Kurt’s brain
C’est sur ces propos d’un Krist Novoselic atterré que s’ouvre le documentaire HBO, Cobain : Montage of Heck . Patchwork sombre et psychédélique composé de home videos , d’images d’archives et d’animations, Brett Morgen a entrepris un projet risqué : reparler d’une des légendes du rock moderne.
La revue Kinovore de l’ULB a vu Kurt Cobain : Montage of heck au festival Anima 2016.
Complétez sans plus attendre notre avis avec le leur .
It’s all there plain as day, I should’ve said something, seen it coming.
Sans surprise, on y voit bien des interviews – entre autres – de ses parents, de son ex-femme Courtney Love, ainsi que de Krist Novoselic. Le monde imaginaire et concret de Kurt Cobain (février 1967- avril 1994) est aussi brillamment évoqué, outre son histoire personnelle (ou plutôt l’interprétation qu’en ont ses proches).

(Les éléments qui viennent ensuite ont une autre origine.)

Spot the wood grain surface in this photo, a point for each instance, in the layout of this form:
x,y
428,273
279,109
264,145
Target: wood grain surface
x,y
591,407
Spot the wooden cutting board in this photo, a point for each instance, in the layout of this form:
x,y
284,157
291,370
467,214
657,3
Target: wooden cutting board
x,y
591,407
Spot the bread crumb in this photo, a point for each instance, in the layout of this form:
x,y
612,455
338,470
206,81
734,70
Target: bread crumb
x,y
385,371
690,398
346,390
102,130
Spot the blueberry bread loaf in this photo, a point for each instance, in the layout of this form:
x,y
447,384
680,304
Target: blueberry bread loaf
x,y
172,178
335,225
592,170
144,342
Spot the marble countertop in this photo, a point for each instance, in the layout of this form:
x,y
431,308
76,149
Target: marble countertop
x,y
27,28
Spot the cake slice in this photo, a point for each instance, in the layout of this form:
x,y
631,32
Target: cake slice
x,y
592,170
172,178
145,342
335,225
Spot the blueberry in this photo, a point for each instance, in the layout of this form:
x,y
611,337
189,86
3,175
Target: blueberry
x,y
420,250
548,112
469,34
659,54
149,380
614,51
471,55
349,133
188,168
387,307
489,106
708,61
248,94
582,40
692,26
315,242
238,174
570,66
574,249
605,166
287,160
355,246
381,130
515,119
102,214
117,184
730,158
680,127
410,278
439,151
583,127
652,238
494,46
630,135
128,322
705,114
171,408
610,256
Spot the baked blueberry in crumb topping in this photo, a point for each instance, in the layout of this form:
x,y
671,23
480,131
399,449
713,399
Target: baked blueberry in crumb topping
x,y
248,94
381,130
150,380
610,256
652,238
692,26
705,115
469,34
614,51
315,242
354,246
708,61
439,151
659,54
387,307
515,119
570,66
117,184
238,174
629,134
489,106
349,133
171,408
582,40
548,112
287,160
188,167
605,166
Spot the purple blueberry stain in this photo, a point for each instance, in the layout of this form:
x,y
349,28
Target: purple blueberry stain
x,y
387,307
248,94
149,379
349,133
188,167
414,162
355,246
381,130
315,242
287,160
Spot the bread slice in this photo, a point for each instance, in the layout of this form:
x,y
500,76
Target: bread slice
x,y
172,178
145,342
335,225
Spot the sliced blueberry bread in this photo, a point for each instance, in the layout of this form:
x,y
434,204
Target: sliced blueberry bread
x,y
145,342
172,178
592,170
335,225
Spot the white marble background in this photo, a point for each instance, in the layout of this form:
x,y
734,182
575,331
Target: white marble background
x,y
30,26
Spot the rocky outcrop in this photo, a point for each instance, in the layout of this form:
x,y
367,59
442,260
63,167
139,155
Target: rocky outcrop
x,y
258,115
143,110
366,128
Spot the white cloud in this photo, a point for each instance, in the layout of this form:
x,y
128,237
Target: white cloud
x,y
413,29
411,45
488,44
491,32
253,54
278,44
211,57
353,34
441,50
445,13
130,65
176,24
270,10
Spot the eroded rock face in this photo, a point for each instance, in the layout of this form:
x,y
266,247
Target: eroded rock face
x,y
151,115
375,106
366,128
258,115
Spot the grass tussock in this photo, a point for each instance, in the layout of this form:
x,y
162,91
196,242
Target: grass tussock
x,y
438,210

Le documentaire porte bien son titre de « montage of heck » (traduisez plus ou moins par « montage bordélique »), avec ses vidéos d’époque traitant de sujets d’actualité (reaganisme, la peur de la radioactivité, american dream déçu) et la ville natale des Cobain, une Aberdeen industrielle et déprimante. La poésie mélancolique et musicale des longs plans sur la vie urbaine de l’Amérique post World War II (morceaux acoustiques moins connus, faces B du groupe) alterne avec des passages plus « concrets » d’entretiens, d’extraits de journaux télévisés, etc.

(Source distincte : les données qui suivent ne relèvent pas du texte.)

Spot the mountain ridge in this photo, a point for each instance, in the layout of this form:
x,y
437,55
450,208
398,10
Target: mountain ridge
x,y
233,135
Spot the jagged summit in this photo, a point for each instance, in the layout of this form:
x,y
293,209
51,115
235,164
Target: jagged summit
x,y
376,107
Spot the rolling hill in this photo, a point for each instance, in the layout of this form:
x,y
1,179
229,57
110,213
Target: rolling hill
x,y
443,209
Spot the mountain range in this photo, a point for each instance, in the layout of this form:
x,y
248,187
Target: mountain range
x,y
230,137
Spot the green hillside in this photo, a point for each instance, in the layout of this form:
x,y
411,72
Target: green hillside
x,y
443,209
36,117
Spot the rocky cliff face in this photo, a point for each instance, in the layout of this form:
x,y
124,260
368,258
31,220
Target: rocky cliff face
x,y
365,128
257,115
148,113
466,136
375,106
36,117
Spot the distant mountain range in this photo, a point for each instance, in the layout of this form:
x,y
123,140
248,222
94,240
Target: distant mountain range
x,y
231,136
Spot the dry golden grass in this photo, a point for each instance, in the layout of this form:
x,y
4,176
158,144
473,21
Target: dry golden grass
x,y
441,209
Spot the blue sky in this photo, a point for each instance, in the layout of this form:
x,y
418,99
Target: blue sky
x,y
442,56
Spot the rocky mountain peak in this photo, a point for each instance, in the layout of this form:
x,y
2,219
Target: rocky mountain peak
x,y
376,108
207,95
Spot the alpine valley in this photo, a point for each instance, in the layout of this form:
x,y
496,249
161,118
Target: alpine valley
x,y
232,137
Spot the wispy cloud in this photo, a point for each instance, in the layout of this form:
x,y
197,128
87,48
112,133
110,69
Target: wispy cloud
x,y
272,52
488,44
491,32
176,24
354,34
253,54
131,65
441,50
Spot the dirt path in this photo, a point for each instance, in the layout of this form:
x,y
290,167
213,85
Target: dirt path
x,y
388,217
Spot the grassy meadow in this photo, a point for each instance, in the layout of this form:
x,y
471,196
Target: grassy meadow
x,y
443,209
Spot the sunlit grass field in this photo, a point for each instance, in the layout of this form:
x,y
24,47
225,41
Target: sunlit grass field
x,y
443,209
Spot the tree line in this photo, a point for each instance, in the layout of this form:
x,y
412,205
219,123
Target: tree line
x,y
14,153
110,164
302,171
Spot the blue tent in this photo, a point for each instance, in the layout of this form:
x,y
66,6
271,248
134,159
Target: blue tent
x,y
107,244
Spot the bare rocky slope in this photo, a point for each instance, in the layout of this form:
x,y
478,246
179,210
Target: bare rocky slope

On comprend l’intention du réalisateur de fournir « toute la vérité, rien que la vérité » sur l’esprit intense et électrique de Kurt Cobain. Il y a cependant quelque chose de dérangeant à devoir regarder ces home videos . J’ai eu personnellement des difficultés à apprécier l’alternance des dessins et des images d’enfance de Cobain avec les témoignages de son entourage, qui en parle comme quelqu’un qui voulait « se sentir appartenir à une famille, être normal ». Lorsqu’on sait les rapports tendus qui existaient entre eux, un décalage étrange et malsain se fait ressentir.
La fin du film culmine sur une impression de terrible gâchis et de tragédie grunge moderne, en enchaînant sur une vidéo brouillonne et pour le moins inquiétante, où Courtney et Kurt se filment complètement drogués. Tant d’intimité était-elle nécessaire, alors que les animations et autres extraits de son journal intime nous permettaient d’éviter l’indécence et de comprendre suffisamment de choses sur ce qu’il était ?
Tout de même, le documentaire se distingue. Ce qui constitue sa particularité, ce sont les séquences animées imaginées par le dessinateur néerlandais Hisko Hulsing. Elles sont basées sur une série d’enregistrements sur cassettes audio réalisés par Cobain en 1988 et retrouvés par Brett Morgan. D’après la famille Cobain, la véracité de leur contenu reste à prouver, mais Kurt y raconte posément sa première relation sexuelle, ainsi que la première fois qu’il a fumé de la marijuana et qu’il a songé au suicide. Ces passages animés donnent corps au récit et le portent. Ils permettent d’aborder l’intimité et la complexité déroutante de l’artiste d’une façon vive, tout en restant distant et, d’une certaine façon, respectueux. D’autres animations sont utilisées dans le film, par exemple pour animer des extraits de son journal intime, « mis en mouvement » ou numérisés. Publié en 2004, on y retrouve des croquis, des BD, ainsi que ses réflexions sur la célébrité, la musique, la drogue, et des listes de ses disques et artistes préférés. Leur publication, orchestrée par sa femme, avait d’ailleurs suscité l’étonnement et la colère de certains fans, mais la joie et la curiosité des autres.
Restent de nombreuses zones d’ombre. On sait que Courtney Love a revu et coproduit le documentaire, et que Dave Grohl n’a pas eu l’occasion d’y participer de façon soutenue (il était occupé par un autre projet), ce qui n’a pas fait l’unanimité chez les fans du groupe. Le documentaire aurait pu tout de même être entièrement voyeuriste et partial, être un rite d’adoration malsain d’un saint maudit, mais il s’en sort relativement bien. Après son avant-première, la fille unique de Kurt, Frances Bean, aurait déclaré : « C’est le film que j’aurais aimé voir. » Elle n’avait que deux ans en avril 1994 quand son père a choisi de quitter la scène comme il y avait été symboliquement propulsé : par la violence magistrale d’un coup de fusil.